엔진구동형 Ni-Ti파일의 피로파절거동과 표면코팅효과

Abstract

The purpose of this study was to investigate the fatigue fracture behavior and surface coating effects of rotary Ni-Ti files. ProTaper(Maillfer, Dentsply, Ballaigues, Switzerland) were used, respectively, for experiment. In order to observe the fatigue surface of clinically used file, the fractured files were classified into three groups: fractured files at the upper, middle and lower part after clinical use. The fractured surface and chemical composition were studied with energy dispersive x-ray spectroscopy(EDS) and field emission scanning electron microscope(FE-SEM) to analyze element on the surface of fractured file. In order to decrease the defects, TiN film coating was carried out on the Ni-Ti file surface using pure Ti target materials with nitrogen gas. TiN coated surface of Ni-Ti file was observed with FE-SEM, EDS, atomic force microscopy(AFM), vickers hardness tester, and scratch tester. The results were as follows: 1. Fatigue fracture crack of Ni-Ti file was initiated and propagated at defects such as scratch formed by machine under repeated load. 2. Fractured surface of Ni-Ti file showed the brittle fracture behavior at the exterior and ductile fracture behavior at the interior.
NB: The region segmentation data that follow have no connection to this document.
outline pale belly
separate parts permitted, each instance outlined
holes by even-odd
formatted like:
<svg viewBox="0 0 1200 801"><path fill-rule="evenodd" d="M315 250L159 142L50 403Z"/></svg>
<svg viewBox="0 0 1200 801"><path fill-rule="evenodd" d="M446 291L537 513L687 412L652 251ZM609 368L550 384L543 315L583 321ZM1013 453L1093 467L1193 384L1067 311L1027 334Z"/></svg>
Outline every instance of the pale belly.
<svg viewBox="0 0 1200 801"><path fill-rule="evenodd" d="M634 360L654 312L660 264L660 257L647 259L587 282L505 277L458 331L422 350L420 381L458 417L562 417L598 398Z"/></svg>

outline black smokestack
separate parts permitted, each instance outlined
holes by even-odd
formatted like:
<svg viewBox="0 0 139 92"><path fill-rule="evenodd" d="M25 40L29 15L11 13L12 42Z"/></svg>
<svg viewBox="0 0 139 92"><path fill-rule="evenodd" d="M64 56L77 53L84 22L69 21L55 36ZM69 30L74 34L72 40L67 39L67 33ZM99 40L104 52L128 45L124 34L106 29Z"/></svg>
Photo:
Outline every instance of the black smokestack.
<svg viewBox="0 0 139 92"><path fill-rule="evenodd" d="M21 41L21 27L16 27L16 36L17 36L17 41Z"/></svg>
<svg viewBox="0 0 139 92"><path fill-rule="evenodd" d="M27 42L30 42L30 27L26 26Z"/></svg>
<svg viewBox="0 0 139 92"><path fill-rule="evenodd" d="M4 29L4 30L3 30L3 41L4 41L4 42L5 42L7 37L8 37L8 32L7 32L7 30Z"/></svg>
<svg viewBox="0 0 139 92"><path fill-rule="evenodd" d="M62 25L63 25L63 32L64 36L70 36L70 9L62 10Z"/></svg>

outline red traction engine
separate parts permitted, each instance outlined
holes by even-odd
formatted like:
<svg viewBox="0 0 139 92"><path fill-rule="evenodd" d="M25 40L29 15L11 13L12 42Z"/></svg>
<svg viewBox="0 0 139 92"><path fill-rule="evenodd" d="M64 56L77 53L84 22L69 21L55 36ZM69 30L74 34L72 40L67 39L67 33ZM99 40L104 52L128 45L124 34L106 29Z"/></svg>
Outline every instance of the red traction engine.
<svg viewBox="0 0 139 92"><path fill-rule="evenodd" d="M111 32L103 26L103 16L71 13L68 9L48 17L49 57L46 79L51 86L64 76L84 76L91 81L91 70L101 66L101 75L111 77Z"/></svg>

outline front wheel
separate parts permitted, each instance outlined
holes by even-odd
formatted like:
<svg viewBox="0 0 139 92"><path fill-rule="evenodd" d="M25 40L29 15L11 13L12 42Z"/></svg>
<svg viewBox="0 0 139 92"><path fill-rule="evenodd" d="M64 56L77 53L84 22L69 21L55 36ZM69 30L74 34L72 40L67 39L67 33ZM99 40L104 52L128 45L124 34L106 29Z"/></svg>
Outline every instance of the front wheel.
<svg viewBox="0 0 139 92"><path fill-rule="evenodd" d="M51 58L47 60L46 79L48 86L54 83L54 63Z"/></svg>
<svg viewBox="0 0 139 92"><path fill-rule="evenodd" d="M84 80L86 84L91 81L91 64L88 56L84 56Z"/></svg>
The ductile fracture behavior appeared predominantly at the lower part of Ni-Ti file compared with at the upper part of Ni-Ti file. 3. The surface roughness of TiN coated Ni-Ti file was lower than that of non coated Ni-Ti file. The surface roughness increased as coating temperature increased from 25℃ to 300℃. Therefore, TiN coated surface showed decrease of defects such as scratch. 4. The surface hardness of TiN coated Ni-Ti file was higher than that of non coated Ni-Ti file. The surface hardness of TiN coated Ni-Ti file at 40℃showed higher than that of TiN coated Ni-Ti file at 25℃ and 300℃. It is considered that the TiN coated film which would prevent Ni-Ti files from fatigue failure can be applicable to root canal instrument system and confirmed that TiN film coated at temperature region of super- elasticity act as inhibitor against crack initiation on Ni-Ti file surface due to decrease of mechanical defects.